この新規格の国内導入に向けては、技術的条件や、他の無線システムとの共用条件等の検討が2022年10月から本格化。2024年度にWi-Fi 7の使用を可能にすることを目指して、現在、情報通信審議会 情報通信技術分科会 陸上無線通信委員会の「5.2GHz帯及び6GHz帯無線LAN作業班」で検討が行われている。
そして今回、同作業班の報告(案)がまとまった。本稿ではその要点を紹介する。なお、報告(案)ではIEEE802.11be(Wi-Fi 7)を「広帯域無線LAN」と呼んでいるが、以下、Wi-Fi 7の名称で記載する。
Wi-Fi 7とWi-Fi 6Eはどこが違う?
まず、Wi-Fi 7の特徴を整理しておこう。
Wi-Fi 7は、従来規格のWi-Fi 6まで使われてきた2.4GHz帯と5GHz帯に加えて、新たに6GHz帯の周波数帯を使う。この点は2022年から利用可能になった「Wi-Fi 6E」と同じだが、さらに複数の新機能が実装される(下図表)。
Wi-Fi 6EとWi-Fi 7の比較
1つは、チャネル帯域幅の拡張だ。従来(最大160MHz幅)の2倍に当たる320MHz幅を使った通信が可能になる。
2つめは変調多値数の拡張。Wi-Fi 6Eの1024QAMから4096QAMに増やすことで、1シンボル当たりの伝送レートが10ビットから12ビットへと1.2倍に増える。なお、この4096-QAMはオプション機能となっている。
さらに、Wi-Fi 6Eにはなかった「マルチリンク機能」が加わる。OFDMA伝送において無線通信を行う際の周波数単位であるRU(Resource Unit)を1ユーザーに複数割り当てるものだ。1ユーザー当たりの伝送レートを高速化できるほか、電波干渉を受けるRUを避けて選択することで、通信の安定性を高める効果もある。

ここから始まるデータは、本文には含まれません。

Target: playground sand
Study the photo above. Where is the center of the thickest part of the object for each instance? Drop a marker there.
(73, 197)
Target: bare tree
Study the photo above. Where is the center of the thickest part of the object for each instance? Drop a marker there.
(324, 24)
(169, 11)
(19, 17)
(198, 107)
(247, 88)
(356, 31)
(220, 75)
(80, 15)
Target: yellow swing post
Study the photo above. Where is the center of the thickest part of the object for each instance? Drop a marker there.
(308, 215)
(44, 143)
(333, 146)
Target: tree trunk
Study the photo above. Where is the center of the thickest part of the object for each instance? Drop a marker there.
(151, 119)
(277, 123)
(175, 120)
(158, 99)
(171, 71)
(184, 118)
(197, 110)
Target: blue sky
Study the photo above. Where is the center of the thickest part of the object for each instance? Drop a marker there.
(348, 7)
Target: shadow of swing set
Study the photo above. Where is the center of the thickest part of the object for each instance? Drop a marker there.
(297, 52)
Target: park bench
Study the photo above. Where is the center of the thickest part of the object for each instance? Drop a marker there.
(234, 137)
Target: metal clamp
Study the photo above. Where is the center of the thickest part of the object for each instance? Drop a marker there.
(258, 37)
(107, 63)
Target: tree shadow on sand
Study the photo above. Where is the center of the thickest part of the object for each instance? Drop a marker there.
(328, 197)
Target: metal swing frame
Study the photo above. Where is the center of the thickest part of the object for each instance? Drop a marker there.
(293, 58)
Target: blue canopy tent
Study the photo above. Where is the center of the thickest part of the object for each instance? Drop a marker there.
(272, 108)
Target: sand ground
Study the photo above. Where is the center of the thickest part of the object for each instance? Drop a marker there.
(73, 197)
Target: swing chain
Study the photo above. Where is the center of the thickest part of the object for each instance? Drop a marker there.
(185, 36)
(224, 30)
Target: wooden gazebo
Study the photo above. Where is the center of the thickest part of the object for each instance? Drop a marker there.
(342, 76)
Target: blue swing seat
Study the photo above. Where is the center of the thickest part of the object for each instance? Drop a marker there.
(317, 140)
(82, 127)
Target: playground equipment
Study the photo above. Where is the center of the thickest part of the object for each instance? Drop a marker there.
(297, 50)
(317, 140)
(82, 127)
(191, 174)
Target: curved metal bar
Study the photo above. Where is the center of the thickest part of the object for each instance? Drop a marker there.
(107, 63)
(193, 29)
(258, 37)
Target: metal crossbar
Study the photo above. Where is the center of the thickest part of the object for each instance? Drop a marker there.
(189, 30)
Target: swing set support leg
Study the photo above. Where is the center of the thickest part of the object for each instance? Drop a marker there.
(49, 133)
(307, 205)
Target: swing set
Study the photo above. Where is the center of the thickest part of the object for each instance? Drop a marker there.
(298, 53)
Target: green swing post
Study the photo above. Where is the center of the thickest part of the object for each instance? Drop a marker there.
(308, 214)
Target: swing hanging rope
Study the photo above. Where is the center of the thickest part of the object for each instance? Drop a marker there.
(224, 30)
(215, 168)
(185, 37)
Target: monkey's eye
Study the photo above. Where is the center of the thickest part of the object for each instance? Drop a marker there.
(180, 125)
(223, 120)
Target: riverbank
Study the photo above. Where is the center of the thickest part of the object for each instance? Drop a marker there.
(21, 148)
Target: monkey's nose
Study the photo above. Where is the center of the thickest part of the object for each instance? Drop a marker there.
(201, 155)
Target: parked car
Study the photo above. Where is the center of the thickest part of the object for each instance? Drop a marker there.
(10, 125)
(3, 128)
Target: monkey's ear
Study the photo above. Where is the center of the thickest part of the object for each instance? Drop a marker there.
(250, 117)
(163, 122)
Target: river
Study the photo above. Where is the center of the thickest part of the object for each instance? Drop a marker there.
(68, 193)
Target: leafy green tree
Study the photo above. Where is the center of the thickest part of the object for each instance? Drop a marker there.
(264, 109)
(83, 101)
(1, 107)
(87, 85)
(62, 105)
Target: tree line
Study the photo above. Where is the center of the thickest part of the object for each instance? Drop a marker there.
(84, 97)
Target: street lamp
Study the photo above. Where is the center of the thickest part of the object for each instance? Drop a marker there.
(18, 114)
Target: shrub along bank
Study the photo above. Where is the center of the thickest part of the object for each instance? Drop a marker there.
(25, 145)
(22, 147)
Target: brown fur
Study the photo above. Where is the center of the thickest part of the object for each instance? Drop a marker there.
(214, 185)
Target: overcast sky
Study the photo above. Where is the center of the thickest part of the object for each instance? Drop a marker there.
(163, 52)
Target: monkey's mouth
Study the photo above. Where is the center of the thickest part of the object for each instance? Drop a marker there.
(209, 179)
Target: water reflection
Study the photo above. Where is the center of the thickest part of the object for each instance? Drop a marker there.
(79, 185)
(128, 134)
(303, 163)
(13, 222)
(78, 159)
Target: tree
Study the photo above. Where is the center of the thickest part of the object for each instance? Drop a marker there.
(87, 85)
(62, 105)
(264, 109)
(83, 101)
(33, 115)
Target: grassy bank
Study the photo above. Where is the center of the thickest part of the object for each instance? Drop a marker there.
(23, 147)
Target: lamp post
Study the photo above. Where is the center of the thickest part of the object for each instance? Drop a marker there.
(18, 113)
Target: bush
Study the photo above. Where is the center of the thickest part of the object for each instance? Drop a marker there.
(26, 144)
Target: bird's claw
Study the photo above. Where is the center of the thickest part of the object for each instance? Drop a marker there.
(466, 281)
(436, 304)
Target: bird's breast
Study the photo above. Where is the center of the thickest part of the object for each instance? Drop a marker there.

これらの効果を重ね合わせることで、Wi-Fi 6Eと比べて大幅なスループット向上が期待できる。マルチリンク機能を3リンク(320MHz×1、160MHz×2)と想定し、チャネル帯域幅と変調多値数の効果を合わせた場合、スループットはWi-Fi 6Eの約4.8倍となる。
6GHz帯の無線LANの出力については、SPモード(Standard Power)、LPIモード(Low Power Indoor)、VLPモード(Very Low Power)の3つが規定されている。国内ではLPIモードとVLPモードが使用可能で、企業や家庭等ではLPIモードが主流として使われることが想定される。より低い電力で動作するVLPモードは、屋外での使用も可能だ。